Loss of rights



To the Editor:

Several legislative documents (LDs) under the general title of “Right to Hunt” bills will be heard in Augusta next week. But this title is misleading. No one is denying anyone’s right to hunt or fish, and you certainly can’t give Mainers the right to hunt because they already have it. What is threatened instead is the right to vote.

For more than 100 years, Mainers have enjoyed the constitutional right to create and support a citizens’ initiative to remedy legislative inaction or obstruction. It’s democracy in its most direct form; without it, the citizens of our state have no recourse if special interests prevent the voice of the people from being heard.

The sponsors of LD 703, 753 and 1084, would take away that vital alternative.
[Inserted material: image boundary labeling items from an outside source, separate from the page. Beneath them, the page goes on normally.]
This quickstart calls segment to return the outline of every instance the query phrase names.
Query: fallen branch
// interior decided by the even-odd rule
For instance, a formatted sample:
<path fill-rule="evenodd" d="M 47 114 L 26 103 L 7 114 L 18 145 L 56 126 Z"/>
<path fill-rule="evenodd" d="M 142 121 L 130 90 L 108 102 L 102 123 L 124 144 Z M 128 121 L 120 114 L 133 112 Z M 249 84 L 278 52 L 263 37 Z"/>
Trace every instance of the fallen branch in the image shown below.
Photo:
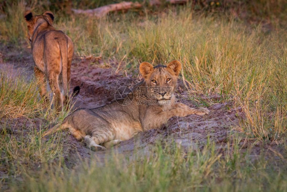
<path fill-rule="evenodd" d="M 189 0 L 190 1 L 190 0 Z M 159 6 L 164 3 L 170 4 L 184 4 L 189 1 L 188 0 L 150 0 L 149 4 L 151 6 Z M 110 4 L 102 7 L 100 7 L 93 9 L 71 9 L 73 12 L 76 14 L 84 14 L 88 16 L 95 16 L 100 18 L 106 15 L 109 12 L 127 10 L 130 9 L 139 9 L 142 8 L 142 4 L 138 2 L 123 2 L 117 4 Z"/>
<path fill-rule="evenodd" d="M 100 18 L 105 16 L 110 12 L 125 10 L 132 8 L 138 9 L 142 6 L 142 5 L 137 2 L 123 2 L 117 4 L 100 7 L 93 9 L 83 10 L 81 9 L 71 9 L 71 10 L 76 14 L 84 14 L 89 16 L 93 16 L 98 18 Z"/>

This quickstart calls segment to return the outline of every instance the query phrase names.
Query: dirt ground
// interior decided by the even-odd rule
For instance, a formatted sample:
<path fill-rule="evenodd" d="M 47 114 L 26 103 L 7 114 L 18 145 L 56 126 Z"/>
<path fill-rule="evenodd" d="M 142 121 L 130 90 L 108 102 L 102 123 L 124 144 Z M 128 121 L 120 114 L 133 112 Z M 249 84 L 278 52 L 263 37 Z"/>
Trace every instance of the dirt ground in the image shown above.
<path fill-rule="evenodd" d="M 2 49 L 3 49 L 2 48 Z M 31 51 L 26 48 L 18 51 L 10 51 L 9 48 L 2 51 L 0 58 L 0 70 L 10 69 L 12 76 L 25 75 L 29 79 L 33 76 L 33 61 Z M 71 70 L 71 87 L 79 86 L 80 94 L 74 99 L 74 108 L 93 108 L 113 102 L 114 93 L 120 87 L 132 87 L 140 81 L 133 77 L 132 74 L 120 71 L 116 73 L 118 63 L 110 61 L 111 64 L 105 63 L 103 60 L 94 59 L 92 57 L 80 58 L 75 56 Z M 137 76 L 135 74 L 133 76 Z M 178 100 L 191 107 L 196 108 L 187 98 L 188 91 L 181 80 L 177 96 Z M 82 158 L 98 159 L 104 163 L 105 159 L 112 154 L 124 155 L 127 158 L 133 158 L 136 156 L 148 155 L 151 146 L 157 143 L 172 143 L 175 141 L 176 145 L 184 151 L 189 148 L 201 150 L 206 145 L 207 140 L 213 141 L 217 150 L 223 154 L 228 143 L 232 143 L 232 136 L 237 134 L 233 128 L 238 126 L 239 122 L 244 117 L 240 107 L 234 108 L 232 102 L 218 102 L 219 95 L 211 95 L 202 99 L 214 101 L 208 109 L 210 111 L 208 115 L 200 117 L 192 115 L 185 117 L 175 117 L 171 119 L 166 126 L 159 130 L 152 130 L 140 133 L 134 138 L 122 142 L 113 149 L 106 151 L 93 152 L 87 148 L 83 142 L 77 141 L 68 132 L 62 133 L 64 137 L 64 158 L 68 167 L 73 167 Z M 2 122 L 5 120 L 1 120 Z M 17 127 L 24 127 L 29 131 L 31 123 L 40 126 L 41 121 L 31 119 L 27 121 L 21 118 L 14 119 L 12 124 Z M 19 125 L 21 124 L 21 125 Z M 244 150 L 249 144 L 249 140 L 243 139 L 240 142 L 242 150 Z M 273 145 L 272 143 L 270 146 Z M 252 151 L 254 157 L 263 148 L 269 146 L 257 144 Z M 268 150 L 267 150 L 268 151 Z"/>

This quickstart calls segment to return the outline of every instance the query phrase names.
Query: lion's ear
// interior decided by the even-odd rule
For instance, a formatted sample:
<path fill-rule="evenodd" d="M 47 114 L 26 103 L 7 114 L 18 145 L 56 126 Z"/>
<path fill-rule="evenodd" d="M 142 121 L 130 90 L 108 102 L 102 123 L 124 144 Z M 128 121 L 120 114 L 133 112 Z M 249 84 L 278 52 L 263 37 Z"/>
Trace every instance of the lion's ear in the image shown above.
<path fill-rule="evenodd" d="M 49 24 L 51 25 L 52 25 L 53 22 L 54 22 L 54 14 L 51 11 L 47 11 L 43 13 L 43 15 L 46 16 L 49 20 Z"/>
<path fill-rule="evenodd" d="M 144 78 L 147 78 L 148 75 L 152 73 L 154 68 L 151 63 L 148 62 L 143 62 L 139 66 L 139 72 Z"/>
<path fill-rule="evenodd" d="M 181 70 L 181 63 L 178 60 L 174 60 L 169 62 L 166 67 L 173 70 L 176 76 L 178 76 Z"/>
<path fill-rule="evenodd" d="M 33 19 L 33 13 L 30 11 L 26 11 L 24 13 L 24 17 L 27 23 L 30 22 Z"/>

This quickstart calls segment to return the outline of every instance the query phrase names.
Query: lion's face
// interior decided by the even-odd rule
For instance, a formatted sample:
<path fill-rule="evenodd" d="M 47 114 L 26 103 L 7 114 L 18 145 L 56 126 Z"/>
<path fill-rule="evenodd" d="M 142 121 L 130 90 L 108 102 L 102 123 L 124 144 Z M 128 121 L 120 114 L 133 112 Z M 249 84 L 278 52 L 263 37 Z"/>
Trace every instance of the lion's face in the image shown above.
<path fill-rule="evenodd" d="M 177 60 L 166 66 L 159 65 L 154 68 L 147 62 L 139 66 L 140 72 L 149 87 L 150 96 L 155 98 L 159 104 L 172 98 L 181 69 L 181 64 Z"/>
<path fill-rule="evenodd" d="M 26 11 L 24 15 L 27 23 L 28 38 L 30 41 L 32 41 L 34 31 L 37 29 L 39 25 L 52 26 L 54 21 L 54 15 L 51 11 L 46 11 L 42 15 L 33 15 L 31 12 Z"/>

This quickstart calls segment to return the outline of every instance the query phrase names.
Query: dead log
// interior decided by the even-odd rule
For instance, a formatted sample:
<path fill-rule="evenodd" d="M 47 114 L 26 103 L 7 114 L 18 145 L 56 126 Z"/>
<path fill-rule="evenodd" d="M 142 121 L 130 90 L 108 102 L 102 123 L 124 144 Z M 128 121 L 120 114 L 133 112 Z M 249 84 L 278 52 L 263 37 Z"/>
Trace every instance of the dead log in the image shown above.
<path fill-rule="evenodd" d="M 110 12 L 126 10 L 130 9 L 138 9 L 142 6 L 142 5 L 137 2 L 123 2 L 117 4 L 110 4 L 100 7 L 93 9 L 83 10 L 81 9 L 71 9 L 71 10 L 76 14 L 84 14 L 89 16 L 93 16 L 97 18 L 100 18 L 105 16 Z"/>
<path fill-rule="evenodd" d="M 184 4 L 191 0 L 150 0 L 149 5 L 151 6 L 159 6 L 164 3 L 170 4 Z M 88 16 L 93 16 L 100 18 L 106 15 L 110 12 L 127 10 L 130 9 L 139 9 L 142 8 L 142 4 L 138 2 L 123 2 L 117 4 L 110 4 L 100 7 L 93 9 L 71 9 L 76 14 L 84 14 Z"/>

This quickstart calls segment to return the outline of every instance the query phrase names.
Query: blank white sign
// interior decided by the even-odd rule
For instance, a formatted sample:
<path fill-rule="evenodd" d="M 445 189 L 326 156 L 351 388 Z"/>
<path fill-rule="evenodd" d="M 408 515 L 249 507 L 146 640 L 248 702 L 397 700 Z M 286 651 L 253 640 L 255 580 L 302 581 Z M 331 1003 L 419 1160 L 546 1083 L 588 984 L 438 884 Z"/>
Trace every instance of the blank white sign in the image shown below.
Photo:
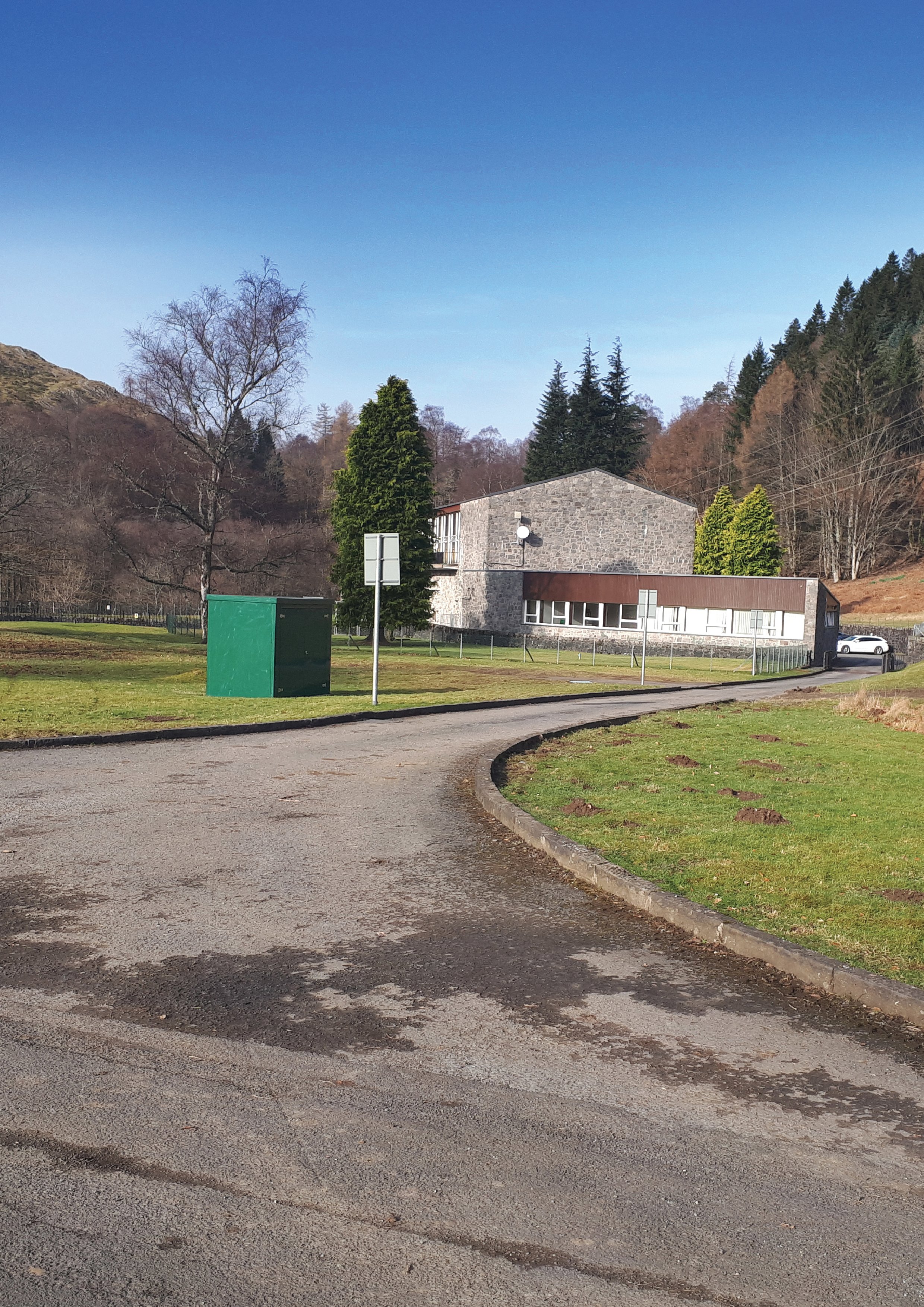
<path fill-rule="evenodd" d="M 366 565 L 366 584 L 375 584 L 375 553 L 376 542 L 382 540 L 382 584 L 401 584 L 401 555 L 396 531 L 367 532 L 363 537 L 363 561 Z"/>

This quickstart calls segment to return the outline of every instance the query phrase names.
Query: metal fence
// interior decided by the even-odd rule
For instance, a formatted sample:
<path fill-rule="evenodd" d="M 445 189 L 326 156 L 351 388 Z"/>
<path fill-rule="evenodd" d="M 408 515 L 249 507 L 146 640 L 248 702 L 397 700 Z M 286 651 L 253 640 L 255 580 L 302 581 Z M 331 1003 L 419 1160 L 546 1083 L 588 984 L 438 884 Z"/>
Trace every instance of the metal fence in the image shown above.
<path fill-rule="evenodd" d="M 170 635 L 201 635 L 199 613 L 165 613 L 131 604 L 71 608 L 64 604 L 0 601 L 0 622 L 102 622 L 110 626 L 159 626 Z"/>
<path fill-rule="evenodd" d="M 782 644 L 776 648 L 758 646 L 754 655 L 754 670 L 758 676 L 763 672 L 796 672 L 810 663 L 812 651 L 805 644 Z"/>

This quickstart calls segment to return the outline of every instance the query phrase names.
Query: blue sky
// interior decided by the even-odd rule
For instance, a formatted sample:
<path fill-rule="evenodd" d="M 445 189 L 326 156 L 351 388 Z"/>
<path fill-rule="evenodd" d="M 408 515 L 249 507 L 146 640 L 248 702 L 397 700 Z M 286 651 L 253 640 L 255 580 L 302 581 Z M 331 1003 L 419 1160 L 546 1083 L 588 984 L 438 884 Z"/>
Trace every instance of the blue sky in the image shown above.
<path fill-rule="evenodd" d="M 623 344 L 665 413 L 924 247 L 915 4 L 12 5 L 0 340 L 112 383 L 124 329 L 271 256 L 307 404 L 396 372 L 525 435 Z"/>

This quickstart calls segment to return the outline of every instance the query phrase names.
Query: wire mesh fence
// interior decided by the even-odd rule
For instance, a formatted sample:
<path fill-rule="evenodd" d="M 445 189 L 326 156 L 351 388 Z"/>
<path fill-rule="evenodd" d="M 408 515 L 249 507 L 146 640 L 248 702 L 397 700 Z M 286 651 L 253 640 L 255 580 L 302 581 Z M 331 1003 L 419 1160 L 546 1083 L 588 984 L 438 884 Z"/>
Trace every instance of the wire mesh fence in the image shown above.
<path fill-rule="evenodd" d="M 199 613 L 173 613 L 146 605 L 16 604 L 0 601 L 0 622 L 101 622 L 111 626 L 159 626 L 170 635 L 201 635 Z"/>

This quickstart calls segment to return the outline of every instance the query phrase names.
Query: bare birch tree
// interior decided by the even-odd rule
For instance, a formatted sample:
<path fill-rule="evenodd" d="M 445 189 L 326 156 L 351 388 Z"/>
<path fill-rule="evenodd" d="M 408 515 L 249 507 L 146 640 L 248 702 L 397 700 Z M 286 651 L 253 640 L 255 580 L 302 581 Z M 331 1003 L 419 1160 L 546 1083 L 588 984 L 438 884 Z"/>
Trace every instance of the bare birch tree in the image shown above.
<path fill-rule="evenodd" d="M 157 514 L 196 533 L 203 639 L 213 574 L 223 566 L 217 533 L 231 507 L 235 464 L 255 427 L 286 433 L 297 421 L 293 397 L 305 375 L 311 316 L 305 288 L 284 286 L 269 260 L 259 272 L 243 272 L 235 286 L 234 295 L 204 286 L 128 332 L 135 361 L 125 392 L 169 422 L 191 476 L 157 481 L 127 473 L 127 480 Z"/>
In particular, the bills would amend the state constitution to exclude wildlife issues from the citizen initiative process, in effect declaring that the animals of the state are a private preserve instead of a public resource. Such a restriction would not necessarily stop there. If wildlife, why not an amendment to exclude snowmobiles, ATVs, bodies of water, public parks and so on. It’s the classic ‘slippery slope’ with no end in sight to the topics that could be raised and the instances of voters’ rights that would be suppressed.

Fundamentally, these bills are fraught with consequences and the distinct possibility of legal challenges; they really have no place in a democratic society where all the issues should be decided by all the people.